2000 LPGA Championship

Tournament information
- Dates: June 22–25, 2000
- Location: Wilmington, Delaware 39°47′20″N 75°33′50″W﻿ / ﻿39.789°N 75.564°W
- Course: DuPont Country Club
- Tour: LPGA Tour
- Format: Stroke play - 72 holes

Statistics
- Par: 71
- Length: 6,408 yards (5,859 m)
- Field: 144 players, 73 after cut
- Cut: 147 (+5)
- Prize fund: $1.4 million
- Winner's share: $210,000

Champion
- Juli Inkster
- 281 (−3), playoff
- DuPont CC Location in United States DuPont CC Location in Delaware

= 2000 LPGA Championship =

The 2000 LPGA Championship was the 46th LPGA Championship, played June 22–25 at DuPont Country Club in Wilmington, Delaware. This was the second of four major championships on the LPGA Tour in 2000.

Defending champion Juli Inkster won her second consecutive LPGA Championship on the second hole of a sudden-death playoff with Stefania Croce, and became the first to successfully defend the title since 1984.

On Saturday, her 40th birthday, Inkster was the 54-hole co-leader with Wendy Ward after a 65 (−6).
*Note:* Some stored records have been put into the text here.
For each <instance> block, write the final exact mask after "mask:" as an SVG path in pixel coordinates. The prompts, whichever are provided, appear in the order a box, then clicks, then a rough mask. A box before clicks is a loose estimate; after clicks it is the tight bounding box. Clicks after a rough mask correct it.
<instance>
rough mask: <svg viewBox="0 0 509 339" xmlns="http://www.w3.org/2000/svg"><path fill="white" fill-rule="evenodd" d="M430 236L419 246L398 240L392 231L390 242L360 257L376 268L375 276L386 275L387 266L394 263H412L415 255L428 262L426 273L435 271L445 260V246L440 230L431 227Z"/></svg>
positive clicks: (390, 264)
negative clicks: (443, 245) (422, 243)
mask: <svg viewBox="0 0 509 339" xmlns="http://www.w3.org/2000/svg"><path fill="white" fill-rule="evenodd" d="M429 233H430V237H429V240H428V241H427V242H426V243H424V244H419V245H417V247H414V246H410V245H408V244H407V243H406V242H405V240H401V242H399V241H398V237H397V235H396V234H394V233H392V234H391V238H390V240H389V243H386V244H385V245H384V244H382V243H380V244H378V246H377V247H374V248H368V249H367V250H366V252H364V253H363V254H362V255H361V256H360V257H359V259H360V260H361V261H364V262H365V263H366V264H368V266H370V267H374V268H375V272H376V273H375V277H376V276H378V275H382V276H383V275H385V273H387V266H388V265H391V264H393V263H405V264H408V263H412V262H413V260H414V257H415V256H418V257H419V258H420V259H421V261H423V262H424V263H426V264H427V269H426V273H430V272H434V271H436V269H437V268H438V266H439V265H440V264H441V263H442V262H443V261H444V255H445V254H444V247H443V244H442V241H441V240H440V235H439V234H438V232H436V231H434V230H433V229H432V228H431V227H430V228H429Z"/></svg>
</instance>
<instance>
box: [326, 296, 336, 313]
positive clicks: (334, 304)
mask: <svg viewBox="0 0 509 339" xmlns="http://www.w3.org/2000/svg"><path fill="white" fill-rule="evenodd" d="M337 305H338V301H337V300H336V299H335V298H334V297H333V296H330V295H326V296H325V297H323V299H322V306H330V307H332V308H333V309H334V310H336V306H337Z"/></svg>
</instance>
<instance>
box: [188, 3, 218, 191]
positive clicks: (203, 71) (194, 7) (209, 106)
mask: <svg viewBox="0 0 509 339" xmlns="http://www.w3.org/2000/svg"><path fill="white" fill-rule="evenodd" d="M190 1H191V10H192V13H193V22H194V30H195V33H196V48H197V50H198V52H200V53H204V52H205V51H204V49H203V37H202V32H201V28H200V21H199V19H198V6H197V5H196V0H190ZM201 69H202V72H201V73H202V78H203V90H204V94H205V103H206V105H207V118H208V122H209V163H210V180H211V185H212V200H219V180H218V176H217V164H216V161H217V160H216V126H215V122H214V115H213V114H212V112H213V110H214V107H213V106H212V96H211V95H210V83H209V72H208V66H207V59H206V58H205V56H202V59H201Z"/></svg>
On a blustery Sunday, she had a three-shot lead with five holes to play, but made a double bogey on 14 and missed a 6 ft par putt on the final hole for 75. In the sudden-death playoff, Inkster parred both holes to win the sixth of her seven major titles.

The DuPont Country Club hosted this championship for eleven consecutive seasons, from 1994 through 2004.

==Final leaderboard==
Sunday, June 25, 2000

| Place | Player | Score | To par | Money ($) |
| T1 | USA Juli Inkster | 72-69-65-75=281 | −3 | Playoff |
| ITA Stefania Croce | 72-67-74-68=281 |
| T3 | KOR Se Ri Pak | 73-69-69-71=282 | −2 | 76,319 |
| USA Nancy Scranton | 72-70-67-73=282 |
| USA Wendy Ward | 69-69-68-76=282 |
| T6 | USA Heather Bowie | 74-70-70-69=283 | −1 | 42,503 |
| AUS Jane Crafter | 72-69-69-73=283 |
| ENG Laura Davies | 70-66-75-72=283 |
| T9 | JPN Akiko Fukushima | 71-72-71-70=284 | E | 29,839 |
| AUS Jan Stephenson | 70-69-69-76=284 |
| AUS Karrie Webb | 72-70-69-73=284 |

Source:

===Playoff===

| Place | Player | Score | To par | Money ($) |
|---|---|---|---|---|
| 1 | USA Juli Inkster | 4-4=8 | E | 210,000 |
| 2 | ITA Stefania Croce | 4-5=9 | +1 | 130,330 |

- Sudden-death playoff played on holes 18 and 10.